Update 01/05/27

ぶらっと茨城


旭村に咲く未来の花


 5月のとある日曜日、暖かい日差しを受けながら私は旭村を目指していました。旭村は大洗町の南に位置し、涸沼と太平洋に面しています。車は町の真ん中を南北に横断するR51を通り、旭村役場入り口の交差点を海側に曲がって、細くなった道をしばらく進みました。海から吹く風が強く、道路の両側に広がる畑の土が舞い上がり、目の前を黄色くふさいでいます。

 車を停め、なだらかな斜面を進み海岸へ降りていくと砂浜が見えて来ました。5月の海は釣りをしたり,砂浜近辺を散策する人たちが何人かいる程度で,静かです。

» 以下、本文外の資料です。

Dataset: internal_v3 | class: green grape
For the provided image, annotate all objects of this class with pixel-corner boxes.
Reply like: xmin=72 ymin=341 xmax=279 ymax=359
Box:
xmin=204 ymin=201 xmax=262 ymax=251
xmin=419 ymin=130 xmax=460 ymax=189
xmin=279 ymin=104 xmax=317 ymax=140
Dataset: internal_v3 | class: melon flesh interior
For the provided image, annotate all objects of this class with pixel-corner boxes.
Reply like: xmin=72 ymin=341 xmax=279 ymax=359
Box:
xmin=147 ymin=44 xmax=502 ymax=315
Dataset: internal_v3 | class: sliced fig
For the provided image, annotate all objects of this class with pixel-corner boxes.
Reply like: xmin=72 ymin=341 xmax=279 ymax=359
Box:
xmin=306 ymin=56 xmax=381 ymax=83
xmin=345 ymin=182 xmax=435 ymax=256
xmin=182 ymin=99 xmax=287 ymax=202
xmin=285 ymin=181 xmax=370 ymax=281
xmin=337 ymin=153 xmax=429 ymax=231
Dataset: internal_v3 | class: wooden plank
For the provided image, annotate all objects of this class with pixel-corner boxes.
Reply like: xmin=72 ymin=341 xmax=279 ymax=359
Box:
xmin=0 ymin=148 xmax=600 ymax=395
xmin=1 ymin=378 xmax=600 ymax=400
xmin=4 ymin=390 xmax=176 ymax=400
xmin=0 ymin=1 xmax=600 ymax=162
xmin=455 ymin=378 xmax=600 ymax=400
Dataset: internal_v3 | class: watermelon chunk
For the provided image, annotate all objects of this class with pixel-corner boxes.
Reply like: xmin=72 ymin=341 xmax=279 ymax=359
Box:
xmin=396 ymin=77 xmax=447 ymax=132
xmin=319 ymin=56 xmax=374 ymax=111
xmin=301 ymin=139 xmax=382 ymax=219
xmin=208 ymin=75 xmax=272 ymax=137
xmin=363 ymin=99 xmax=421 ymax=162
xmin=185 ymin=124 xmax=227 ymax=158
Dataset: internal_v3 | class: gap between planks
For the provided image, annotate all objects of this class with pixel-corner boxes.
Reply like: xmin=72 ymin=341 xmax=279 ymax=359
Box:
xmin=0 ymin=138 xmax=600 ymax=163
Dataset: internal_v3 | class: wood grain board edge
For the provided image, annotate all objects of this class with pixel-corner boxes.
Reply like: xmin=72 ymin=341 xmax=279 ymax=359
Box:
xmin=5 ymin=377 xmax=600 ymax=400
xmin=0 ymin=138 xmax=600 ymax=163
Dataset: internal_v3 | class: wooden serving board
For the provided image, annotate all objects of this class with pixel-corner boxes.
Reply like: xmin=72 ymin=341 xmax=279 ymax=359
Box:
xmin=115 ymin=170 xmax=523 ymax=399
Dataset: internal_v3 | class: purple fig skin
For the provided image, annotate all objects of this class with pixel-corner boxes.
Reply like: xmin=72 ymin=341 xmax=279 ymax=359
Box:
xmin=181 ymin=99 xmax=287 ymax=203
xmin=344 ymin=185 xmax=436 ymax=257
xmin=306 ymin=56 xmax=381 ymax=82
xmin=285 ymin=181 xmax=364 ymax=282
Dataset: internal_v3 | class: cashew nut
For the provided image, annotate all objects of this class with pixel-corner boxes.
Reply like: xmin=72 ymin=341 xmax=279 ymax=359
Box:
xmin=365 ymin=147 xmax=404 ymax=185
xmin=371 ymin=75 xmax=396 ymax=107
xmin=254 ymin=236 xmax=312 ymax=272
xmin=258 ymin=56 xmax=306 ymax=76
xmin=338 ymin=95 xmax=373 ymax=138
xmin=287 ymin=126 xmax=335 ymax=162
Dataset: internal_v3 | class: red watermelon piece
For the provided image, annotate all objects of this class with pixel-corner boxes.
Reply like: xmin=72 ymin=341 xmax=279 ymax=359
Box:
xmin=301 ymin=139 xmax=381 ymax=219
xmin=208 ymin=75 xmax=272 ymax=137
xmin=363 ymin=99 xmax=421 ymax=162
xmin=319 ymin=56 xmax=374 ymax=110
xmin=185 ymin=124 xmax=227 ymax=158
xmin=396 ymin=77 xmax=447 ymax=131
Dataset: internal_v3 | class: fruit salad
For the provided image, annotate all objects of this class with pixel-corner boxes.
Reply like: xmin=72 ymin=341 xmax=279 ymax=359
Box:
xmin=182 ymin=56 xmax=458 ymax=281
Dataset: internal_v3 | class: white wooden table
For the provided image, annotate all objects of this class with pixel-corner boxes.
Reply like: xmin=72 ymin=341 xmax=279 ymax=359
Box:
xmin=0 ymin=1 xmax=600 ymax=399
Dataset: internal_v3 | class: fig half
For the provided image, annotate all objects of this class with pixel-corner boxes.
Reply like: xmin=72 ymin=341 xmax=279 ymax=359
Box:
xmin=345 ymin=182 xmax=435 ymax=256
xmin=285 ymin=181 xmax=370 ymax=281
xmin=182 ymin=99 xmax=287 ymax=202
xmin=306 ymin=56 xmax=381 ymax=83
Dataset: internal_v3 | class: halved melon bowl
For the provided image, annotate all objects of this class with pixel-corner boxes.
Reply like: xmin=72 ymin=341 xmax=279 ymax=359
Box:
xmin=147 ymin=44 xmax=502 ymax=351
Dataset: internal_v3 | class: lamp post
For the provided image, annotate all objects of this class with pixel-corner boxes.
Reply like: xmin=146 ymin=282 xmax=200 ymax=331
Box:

 場所的には,旭村湯坪になる砂浜に,小さなハマナスの群生地があります。ハマナスは北の植物で、太平洋側のハマナスの南限地は鹿嶋市にあたり、「ハマナス自生南限地帯」は国の天然記念物に指定されている程です。鹿嶋の方はもっと広く自生しているようですが,ここは長さ約10メートル,幅約5メートルと小さなものです。実はこのハマナス,絶滅が心配されており,この回りが柵で覆われていてむやみに人が入らないように保護されています。

 ところで、俳句などをたしなまない私でありますが,昔から好きな俳句が一つあります。

      はまなすや 今も沖には 未来あり

                 中村草田男


 遥か遠くの水平線を見ているとこの句を思い出し、夢と希望を私に与えてくれます。赤いハマナスが咲くその後ろを振り返ると、青い海と白い雲が広がっていました。